La meilleure fenêtre pour penser les trois pays ensemble se situe souvent entre novembre et mars, parfois jusqu’à avril selon les régions. C’est la période la plus lisible pour combiner Vietnam, Cambodge et Laos avec un bon équilibre de chaleur, de lumière, de circulation et de confort.


Janvier à mars fonctionne particulièrement bien pour un Vietnam élargi. Le Sud est agréable, le Centre devient plus facile à traverser, le Nord reste frais mais lisible, Angkor se visite dans de bonnes conditions, et Luang Prabang garde une douceur propice aux marches, aux temples et aux navigations.


Novembre et décembre peuvent aussi offrir une très belle fenêtre, surtout pour Angkor, le Laos et certaines traversées vietnamiennes. Il faut simplement lire plus finement le Centre du Vietnam selon les pluies résiduelles et les typhons possibles en début de période. Avril peut devenir plus chaud, notamment au Cambodge et au Laos, mais il reste possible si l’on adapte le rythme.

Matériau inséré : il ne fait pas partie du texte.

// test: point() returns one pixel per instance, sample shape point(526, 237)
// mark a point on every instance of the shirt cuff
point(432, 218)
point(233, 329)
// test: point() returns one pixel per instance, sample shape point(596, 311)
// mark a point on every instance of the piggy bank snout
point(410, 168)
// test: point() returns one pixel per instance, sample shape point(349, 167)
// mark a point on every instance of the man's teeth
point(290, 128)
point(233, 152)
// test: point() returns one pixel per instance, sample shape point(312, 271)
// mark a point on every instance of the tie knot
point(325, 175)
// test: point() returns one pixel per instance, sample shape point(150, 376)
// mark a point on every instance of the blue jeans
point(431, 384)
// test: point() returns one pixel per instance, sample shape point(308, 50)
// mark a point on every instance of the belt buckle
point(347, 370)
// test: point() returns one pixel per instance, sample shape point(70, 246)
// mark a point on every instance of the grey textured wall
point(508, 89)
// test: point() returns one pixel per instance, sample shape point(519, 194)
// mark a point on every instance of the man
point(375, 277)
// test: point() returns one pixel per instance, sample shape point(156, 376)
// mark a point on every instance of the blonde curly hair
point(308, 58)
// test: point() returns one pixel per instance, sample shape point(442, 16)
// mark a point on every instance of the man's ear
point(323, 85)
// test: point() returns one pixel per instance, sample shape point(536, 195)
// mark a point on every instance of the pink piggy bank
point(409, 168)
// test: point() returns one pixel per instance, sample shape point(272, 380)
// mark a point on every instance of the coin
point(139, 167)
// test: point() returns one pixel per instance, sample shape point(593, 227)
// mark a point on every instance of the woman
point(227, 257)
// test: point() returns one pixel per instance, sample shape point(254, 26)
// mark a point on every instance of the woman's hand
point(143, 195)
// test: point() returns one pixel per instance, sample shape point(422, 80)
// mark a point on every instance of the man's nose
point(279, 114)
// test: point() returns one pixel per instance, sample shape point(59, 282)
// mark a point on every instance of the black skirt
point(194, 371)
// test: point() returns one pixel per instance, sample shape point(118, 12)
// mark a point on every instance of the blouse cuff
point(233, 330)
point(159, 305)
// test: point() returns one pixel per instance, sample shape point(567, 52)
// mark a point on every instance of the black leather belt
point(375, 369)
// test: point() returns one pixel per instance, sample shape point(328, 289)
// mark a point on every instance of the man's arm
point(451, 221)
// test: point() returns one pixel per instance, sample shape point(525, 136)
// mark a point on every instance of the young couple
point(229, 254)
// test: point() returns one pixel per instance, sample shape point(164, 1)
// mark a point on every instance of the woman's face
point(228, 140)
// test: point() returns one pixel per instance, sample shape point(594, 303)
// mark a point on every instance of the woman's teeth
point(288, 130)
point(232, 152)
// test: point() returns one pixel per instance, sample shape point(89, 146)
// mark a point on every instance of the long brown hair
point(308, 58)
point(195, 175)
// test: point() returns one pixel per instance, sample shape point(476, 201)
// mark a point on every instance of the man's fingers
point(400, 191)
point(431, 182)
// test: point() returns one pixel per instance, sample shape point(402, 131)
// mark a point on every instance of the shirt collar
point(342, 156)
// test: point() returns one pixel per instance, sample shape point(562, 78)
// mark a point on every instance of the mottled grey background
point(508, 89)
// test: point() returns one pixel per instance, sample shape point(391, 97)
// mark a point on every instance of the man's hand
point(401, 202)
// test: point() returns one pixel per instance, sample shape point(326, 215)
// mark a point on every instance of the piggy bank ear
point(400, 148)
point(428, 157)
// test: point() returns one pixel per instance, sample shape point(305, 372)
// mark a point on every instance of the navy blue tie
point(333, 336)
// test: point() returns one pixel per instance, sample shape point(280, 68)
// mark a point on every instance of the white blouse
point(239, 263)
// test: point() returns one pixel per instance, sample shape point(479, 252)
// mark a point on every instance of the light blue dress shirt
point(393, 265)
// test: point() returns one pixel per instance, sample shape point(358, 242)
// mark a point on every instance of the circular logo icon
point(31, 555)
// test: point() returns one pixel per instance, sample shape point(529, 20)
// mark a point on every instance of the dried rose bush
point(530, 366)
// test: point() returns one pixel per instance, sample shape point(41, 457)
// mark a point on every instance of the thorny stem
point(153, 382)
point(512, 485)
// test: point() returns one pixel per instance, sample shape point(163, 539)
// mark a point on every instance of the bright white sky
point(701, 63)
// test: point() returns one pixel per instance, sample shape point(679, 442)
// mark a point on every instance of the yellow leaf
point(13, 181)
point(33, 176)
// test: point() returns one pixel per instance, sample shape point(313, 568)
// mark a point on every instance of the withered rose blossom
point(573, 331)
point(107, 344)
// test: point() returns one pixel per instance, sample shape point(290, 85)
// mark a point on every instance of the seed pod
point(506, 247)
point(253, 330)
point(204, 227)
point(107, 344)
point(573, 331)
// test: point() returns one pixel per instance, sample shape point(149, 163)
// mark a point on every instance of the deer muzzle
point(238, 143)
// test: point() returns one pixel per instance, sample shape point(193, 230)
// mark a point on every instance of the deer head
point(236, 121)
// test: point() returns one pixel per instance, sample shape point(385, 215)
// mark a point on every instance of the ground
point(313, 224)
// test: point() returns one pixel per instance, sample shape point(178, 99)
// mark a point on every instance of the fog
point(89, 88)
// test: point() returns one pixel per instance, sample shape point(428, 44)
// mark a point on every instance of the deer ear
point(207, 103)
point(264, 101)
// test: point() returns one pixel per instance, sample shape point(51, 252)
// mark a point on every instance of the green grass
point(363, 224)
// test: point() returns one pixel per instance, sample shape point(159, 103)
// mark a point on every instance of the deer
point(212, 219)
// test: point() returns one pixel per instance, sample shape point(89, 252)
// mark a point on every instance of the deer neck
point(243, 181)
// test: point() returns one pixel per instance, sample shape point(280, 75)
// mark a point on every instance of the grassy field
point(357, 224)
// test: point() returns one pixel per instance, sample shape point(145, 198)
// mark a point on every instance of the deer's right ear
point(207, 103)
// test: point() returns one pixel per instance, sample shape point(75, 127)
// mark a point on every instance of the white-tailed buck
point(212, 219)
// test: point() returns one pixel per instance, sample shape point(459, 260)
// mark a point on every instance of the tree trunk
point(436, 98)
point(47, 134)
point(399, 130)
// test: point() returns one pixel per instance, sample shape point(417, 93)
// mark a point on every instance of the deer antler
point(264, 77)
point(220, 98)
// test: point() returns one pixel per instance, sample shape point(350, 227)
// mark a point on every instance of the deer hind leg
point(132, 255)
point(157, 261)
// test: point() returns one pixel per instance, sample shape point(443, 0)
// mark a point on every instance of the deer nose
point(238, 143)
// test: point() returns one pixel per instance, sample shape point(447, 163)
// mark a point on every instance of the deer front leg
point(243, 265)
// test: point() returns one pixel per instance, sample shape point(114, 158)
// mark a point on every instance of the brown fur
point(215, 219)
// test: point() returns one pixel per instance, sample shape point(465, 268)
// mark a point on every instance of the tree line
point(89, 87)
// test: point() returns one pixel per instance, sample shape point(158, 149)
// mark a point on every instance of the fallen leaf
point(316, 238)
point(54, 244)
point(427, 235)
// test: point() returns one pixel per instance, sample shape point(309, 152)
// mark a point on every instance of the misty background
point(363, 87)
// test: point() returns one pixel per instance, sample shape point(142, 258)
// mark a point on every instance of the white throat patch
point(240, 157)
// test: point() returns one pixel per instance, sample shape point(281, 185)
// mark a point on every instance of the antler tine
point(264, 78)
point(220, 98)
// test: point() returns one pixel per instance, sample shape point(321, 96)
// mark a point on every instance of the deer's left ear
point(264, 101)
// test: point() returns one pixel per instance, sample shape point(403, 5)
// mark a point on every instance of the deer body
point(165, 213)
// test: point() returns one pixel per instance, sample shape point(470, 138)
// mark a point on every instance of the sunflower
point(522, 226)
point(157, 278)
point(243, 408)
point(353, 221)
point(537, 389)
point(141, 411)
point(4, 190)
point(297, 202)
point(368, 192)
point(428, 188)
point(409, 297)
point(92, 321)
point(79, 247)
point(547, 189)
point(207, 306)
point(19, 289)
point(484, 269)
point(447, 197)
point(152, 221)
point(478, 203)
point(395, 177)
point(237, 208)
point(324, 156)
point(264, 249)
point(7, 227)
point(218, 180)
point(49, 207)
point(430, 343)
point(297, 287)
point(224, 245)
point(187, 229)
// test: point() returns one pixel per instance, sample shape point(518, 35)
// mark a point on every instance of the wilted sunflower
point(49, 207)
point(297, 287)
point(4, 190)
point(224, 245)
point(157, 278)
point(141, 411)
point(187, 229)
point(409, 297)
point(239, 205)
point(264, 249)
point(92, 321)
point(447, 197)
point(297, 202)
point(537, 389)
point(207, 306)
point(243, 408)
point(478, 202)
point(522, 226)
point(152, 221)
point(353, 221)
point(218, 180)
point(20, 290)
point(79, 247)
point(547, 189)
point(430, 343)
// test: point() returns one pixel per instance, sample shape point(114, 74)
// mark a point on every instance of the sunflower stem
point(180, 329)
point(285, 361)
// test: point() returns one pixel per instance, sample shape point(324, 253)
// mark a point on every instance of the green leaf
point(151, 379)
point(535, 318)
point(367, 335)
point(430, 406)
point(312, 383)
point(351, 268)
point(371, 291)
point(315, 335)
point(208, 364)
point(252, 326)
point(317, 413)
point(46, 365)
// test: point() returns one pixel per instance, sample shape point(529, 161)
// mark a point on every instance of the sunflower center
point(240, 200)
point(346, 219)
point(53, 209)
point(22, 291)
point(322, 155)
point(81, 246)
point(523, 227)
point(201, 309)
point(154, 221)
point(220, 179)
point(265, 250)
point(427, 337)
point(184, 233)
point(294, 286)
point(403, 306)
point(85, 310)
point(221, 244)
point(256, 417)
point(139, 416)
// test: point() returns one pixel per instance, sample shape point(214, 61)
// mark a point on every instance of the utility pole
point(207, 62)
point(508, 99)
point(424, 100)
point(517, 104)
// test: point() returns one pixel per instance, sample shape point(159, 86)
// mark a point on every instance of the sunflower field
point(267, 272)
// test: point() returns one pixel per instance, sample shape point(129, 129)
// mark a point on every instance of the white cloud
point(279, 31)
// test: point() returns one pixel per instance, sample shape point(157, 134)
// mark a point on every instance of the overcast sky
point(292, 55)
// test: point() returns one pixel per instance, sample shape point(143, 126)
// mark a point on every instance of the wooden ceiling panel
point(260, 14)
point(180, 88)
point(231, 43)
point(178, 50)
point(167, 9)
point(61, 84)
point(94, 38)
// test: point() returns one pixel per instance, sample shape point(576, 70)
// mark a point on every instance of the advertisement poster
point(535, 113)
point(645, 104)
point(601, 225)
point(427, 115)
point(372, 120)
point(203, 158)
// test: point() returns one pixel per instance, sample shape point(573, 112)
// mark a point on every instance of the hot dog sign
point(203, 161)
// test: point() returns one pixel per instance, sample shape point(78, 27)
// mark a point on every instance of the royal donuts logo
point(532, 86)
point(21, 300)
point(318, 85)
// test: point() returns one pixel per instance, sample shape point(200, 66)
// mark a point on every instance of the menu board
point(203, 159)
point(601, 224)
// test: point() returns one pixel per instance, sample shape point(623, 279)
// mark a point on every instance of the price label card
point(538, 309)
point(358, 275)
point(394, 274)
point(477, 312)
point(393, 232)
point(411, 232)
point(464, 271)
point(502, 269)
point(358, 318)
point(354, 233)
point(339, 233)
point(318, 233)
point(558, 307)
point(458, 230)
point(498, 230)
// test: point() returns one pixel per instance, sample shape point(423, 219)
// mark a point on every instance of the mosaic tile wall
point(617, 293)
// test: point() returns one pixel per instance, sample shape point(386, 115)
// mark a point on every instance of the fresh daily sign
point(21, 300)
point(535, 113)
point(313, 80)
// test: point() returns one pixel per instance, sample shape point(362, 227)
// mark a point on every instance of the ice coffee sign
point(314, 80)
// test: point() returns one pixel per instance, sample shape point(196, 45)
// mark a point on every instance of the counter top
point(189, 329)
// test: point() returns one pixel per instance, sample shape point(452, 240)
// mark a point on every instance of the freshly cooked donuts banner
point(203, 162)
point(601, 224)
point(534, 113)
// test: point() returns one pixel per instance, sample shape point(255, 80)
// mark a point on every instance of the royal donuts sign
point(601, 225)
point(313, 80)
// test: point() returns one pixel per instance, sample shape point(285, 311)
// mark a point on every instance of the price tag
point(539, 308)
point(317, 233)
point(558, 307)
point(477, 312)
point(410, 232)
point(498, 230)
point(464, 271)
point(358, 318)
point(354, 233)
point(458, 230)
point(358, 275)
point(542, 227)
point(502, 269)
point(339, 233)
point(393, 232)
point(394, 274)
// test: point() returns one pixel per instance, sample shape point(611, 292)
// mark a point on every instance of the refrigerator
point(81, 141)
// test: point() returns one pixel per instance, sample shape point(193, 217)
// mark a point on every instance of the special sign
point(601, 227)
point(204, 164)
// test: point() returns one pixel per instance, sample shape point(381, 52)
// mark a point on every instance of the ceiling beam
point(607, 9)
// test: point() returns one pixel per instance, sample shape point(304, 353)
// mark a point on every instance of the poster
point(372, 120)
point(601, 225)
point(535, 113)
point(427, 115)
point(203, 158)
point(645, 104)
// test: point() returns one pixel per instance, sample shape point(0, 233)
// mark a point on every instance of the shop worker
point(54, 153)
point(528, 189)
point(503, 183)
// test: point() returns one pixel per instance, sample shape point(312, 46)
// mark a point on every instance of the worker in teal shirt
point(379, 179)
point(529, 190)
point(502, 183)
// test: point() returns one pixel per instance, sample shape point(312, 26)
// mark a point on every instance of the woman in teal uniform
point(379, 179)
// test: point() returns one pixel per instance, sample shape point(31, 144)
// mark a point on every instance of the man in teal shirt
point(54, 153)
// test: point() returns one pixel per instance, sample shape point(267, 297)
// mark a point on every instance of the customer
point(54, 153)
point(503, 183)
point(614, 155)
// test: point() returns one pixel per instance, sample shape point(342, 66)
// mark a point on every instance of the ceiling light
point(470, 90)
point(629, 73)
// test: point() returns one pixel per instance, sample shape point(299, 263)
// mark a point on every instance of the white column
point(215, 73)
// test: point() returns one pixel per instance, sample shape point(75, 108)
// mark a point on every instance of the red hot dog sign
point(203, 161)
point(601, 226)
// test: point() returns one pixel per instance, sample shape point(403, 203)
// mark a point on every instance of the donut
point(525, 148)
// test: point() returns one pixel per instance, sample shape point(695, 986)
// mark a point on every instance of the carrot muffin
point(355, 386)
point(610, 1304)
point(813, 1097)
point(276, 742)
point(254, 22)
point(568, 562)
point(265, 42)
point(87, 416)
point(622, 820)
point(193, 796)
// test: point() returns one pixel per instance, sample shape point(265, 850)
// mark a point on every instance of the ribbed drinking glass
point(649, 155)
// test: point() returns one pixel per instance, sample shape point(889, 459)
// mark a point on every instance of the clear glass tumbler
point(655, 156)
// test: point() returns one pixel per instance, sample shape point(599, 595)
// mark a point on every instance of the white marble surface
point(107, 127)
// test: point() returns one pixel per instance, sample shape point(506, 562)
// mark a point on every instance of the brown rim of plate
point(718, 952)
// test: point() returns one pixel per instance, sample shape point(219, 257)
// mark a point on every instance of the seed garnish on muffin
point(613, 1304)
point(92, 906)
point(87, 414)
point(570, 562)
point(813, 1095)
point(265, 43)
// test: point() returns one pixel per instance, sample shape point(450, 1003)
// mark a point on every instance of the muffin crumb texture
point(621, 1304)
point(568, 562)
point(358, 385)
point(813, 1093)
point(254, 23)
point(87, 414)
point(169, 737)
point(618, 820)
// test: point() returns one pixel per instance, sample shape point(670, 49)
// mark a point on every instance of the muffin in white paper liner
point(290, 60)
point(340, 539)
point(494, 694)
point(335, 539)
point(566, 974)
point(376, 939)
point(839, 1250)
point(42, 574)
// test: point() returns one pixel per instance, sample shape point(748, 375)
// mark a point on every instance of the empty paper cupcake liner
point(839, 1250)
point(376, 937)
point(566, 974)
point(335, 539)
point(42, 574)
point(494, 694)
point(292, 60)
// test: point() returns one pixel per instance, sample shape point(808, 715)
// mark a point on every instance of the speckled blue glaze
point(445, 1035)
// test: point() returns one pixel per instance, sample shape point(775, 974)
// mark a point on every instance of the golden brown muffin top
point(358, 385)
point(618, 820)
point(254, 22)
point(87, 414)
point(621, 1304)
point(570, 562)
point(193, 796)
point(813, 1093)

En été, le voyage n’est pas impossible, mais il demande davantage de précision. Le Vietnam peut se construire par régions, le Centre peut être intéressant, mais le Laos et le Cambodge entrent plus franchement dans des logiques de pluies, de chaleur et de routes parfois moins fluides. Pour une première traversée d’Indochine, nous privilégierions donc clairement l’hiver ou le début du printemps.



Bateau isolé dans la baie de Lan Ha au Vietnam entre reliefs karstiques


Quand il vaut mieux ne pas tout relier


C’est peut-être le point le plus important. Un beau voyage en Indochine commence souvent par une décision simple. Ne pas tout mettre.


Si vous disposez de dix à quinze jours, le Vietnam seul est généralement plus juste. On peut déjà construire un voyage puissant autour d’une région, ou une traversée plus ciblée entre Nord et Centre, ou Sud et Centre. Ajouter Angkor ou Luang Prabang dans ce format risque de transformer chaque étape en passage.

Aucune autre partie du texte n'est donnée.